Central limit theorem for linear spectral statistics of general separable sample covariance matrices with applications

TL;DR

This paper proves a central limit theorem for linear spectral statistics of general separable sample covariance matrices, with applications to testing white noise in time series data.

Contribution

It establishes a new CLT for spectral statistics of a broad class of separable covariance matrices, extending previous results and enabling practical statistical tests.

Findings

Proved a CLT for spectral statistics of separable covariance matrices.

Applied the CLT to develop a test for white noise in time series.

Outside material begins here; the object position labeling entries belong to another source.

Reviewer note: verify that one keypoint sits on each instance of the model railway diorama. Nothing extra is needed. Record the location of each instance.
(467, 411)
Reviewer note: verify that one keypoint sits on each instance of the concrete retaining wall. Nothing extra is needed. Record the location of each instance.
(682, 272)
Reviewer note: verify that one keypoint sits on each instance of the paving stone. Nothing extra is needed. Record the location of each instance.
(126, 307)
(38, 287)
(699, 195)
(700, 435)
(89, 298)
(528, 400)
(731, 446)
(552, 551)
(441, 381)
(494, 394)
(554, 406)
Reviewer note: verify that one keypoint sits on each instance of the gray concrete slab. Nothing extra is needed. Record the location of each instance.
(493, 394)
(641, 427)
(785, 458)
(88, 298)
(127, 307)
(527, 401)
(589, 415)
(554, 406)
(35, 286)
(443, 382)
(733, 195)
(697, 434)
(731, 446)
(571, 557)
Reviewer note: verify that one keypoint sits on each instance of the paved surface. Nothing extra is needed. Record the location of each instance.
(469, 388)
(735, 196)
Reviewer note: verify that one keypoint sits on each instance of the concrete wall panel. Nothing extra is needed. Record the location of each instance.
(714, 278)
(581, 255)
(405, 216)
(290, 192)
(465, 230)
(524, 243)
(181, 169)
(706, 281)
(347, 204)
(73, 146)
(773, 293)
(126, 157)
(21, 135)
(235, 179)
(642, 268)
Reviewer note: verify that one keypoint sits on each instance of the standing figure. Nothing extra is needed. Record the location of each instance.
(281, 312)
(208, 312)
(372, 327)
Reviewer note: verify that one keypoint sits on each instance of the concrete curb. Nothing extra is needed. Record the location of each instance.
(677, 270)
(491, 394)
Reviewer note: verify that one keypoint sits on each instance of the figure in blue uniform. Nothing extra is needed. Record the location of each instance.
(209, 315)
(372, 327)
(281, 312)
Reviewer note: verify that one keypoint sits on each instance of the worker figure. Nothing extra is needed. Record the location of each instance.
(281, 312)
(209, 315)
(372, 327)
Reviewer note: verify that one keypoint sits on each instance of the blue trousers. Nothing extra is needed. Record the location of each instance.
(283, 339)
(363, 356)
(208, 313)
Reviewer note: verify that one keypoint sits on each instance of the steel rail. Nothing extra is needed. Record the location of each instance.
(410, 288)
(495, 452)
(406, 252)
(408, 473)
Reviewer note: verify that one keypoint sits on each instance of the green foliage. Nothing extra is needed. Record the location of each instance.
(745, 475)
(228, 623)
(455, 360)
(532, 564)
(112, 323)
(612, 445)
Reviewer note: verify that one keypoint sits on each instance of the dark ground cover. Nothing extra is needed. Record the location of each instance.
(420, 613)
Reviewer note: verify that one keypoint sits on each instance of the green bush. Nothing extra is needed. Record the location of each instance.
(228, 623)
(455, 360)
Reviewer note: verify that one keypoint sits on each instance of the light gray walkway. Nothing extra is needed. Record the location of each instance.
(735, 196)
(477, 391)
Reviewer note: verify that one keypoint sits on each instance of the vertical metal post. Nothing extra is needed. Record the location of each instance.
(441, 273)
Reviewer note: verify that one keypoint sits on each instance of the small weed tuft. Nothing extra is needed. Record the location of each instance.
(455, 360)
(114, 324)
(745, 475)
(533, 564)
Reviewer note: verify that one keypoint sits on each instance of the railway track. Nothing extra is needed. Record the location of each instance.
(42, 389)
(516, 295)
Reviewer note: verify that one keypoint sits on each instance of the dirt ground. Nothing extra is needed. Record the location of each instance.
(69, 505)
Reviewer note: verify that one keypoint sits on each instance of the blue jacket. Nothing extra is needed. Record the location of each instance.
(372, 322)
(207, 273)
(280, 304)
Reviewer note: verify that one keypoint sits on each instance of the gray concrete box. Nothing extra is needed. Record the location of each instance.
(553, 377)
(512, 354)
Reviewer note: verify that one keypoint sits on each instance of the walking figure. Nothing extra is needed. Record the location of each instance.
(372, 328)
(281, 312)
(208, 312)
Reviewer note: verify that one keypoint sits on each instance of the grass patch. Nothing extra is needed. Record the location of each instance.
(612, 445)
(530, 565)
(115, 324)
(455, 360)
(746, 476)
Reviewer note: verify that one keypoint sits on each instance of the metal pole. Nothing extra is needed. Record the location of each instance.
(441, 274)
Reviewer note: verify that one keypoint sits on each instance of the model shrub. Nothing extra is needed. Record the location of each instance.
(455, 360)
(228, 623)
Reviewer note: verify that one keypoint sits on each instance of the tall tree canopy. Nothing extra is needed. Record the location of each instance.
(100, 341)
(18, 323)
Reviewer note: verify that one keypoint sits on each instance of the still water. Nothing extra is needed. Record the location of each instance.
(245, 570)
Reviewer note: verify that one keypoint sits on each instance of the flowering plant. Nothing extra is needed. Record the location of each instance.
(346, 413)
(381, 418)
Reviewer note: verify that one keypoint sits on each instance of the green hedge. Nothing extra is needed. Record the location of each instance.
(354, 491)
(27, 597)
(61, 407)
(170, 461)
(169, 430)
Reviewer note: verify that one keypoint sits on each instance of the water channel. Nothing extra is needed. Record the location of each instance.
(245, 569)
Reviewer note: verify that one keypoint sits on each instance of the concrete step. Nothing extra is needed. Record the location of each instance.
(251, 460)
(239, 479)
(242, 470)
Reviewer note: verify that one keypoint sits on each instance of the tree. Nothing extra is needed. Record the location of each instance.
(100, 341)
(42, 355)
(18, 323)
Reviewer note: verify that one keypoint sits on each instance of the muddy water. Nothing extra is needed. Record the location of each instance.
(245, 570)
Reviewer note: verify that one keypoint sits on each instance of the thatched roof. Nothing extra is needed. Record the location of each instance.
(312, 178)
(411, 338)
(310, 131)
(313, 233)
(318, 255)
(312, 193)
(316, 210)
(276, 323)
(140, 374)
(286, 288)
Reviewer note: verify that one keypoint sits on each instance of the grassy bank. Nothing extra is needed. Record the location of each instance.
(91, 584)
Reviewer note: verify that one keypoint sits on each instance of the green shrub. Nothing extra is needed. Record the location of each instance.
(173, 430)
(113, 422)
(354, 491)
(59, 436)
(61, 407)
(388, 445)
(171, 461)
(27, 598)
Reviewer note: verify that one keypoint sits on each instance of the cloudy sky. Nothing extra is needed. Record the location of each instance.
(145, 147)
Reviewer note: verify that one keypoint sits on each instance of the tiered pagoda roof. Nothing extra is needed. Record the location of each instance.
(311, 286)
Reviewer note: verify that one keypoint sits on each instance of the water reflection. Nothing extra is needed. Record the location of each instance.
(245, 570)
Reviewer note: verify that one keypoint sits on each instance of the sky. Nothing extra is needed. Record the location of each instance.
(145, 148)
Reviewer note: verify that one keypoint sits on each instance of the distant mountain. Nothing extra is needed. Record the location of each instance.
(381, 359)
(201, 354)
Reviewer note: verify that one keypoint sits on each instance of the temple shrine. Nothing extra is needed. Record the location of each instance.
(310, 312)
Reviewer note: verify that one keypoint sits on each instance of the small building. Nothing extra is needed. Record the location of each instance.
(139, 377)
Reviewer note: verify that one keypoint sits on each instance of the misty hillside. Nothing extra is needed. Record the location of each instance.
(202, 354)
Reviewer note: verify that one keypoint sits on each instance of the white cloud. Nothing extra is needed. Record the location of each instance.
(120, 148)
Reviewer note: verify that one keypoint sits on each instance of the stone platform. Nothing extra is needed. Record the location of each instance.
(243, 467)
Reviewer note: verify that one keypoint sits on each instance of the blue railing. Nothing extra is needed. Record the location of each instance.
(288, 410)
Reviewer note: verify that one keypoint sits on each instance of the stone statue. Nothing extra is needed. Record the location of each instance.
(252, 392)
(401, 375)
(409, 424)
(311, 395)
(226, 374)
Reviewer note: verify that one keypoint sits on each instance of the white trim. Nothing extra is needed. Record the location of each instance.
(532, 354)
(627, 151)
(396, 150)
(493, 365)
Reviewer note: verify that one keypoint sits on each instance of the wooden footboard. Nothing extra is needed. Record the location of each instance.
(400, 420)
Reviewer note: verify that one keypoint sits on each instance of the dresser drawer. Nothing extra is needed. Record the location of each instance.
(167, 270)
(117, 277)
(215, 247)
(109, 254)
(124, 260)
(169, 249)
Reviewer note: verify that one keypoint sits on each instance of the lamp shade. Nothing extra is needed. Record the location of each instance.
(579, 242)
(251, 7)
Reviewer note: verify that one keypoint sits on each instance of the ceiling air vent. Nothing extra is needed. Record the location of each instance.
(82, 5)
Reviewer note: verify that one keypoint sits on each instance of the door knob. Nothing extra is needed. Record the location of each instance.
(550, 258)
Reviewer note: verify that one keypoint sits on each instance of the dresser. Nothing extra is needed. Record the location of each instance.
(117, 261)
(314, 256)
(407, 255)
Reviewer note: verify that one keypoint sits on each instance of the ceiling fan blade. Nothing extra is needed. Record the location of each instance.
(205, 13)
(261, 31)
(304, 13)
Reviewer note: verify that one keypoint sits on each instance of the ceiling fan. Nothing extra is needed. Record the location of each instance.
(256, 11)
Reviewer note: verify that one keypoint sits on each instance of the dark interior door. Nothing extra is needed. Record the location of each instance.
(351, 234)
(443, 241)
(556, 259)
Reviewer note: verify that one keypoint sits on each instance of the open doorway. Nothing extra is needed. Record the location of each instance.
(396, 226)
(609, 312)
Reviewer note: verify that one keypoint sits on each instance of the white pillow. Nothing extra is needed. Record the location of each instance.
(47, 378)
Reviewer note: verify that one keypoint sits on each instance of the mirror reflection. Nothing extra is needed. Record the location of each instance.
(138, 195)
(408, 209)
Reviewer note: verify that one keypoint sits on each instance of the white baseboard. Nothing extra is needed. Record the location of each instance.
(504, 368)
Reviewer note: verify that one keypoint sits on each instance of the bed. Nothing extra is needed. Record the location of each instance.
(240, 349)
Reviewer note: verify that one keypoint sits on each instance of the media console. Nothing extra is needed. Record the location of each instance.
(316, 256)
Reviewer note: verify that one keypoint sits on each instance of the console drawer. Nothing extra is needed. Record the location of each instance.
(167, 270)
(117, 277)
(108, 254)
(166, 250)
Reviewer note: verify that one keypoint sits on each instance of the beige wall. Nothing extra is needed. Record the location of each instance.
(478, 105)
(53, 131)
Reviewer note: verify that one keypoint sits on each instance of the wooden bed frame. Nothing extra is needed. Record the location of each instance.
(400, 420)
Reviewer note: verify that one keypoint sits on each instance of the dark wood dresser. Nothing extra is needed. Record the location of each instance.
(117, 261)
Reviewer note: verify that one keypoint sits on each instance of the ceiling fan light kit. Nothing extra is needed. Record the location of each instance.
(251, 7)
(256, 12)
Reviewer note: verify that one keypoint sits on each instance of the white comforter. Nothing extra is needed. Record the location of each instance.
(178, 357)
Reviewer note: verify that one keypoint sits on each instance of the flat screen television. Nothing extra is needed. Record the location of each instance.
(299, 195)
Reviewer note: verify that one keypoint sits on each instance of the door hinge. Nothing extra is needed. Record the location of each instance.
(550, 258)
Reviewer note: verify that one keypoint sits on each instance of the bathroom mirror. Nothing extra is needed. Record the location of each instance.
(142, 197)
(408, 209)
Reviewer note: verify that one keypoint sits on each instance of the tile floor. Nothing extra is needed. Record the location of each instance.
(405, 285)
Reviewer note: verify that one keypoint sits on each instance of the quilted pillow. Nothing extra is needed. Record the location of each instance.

Demonstrated the theoretical results with potential applications in wireless communications.

Abstract

In this paper, we consider the separable covariance model, which plays an important role in wireless communications and spatio-temporal statistics and describes a process where the time correlation does not depend on the spatial location and the spatial correlation does not depend on time. We established a central limit theorem for linear spectral statistics of general separable sample covariance matrices in the form of $\mathbf S_n=\frac1n\mathbf T_{1n}\mathbf X_n\mathbf T_{2n}\mathbf X_n^*\mathbf T_{1n}^*$ where $\mathbf X_n=(x_{jk})$ is of $m_1\times m_2$ dimension, the entries $\{x_{jk}, j=1,...,m_1, k=1,...,m_2\}$ are independent and identically distributed complex variables with zero means and unit variances, $\mathbf T_{1n}$ is a $p\times m_1 $ complex matrix and $\mathbf T_{2n}$ is an $m_2\times m_2$ Hermitian matrix. We then apply this general central limit theorem to the problem of testing white noise in time series.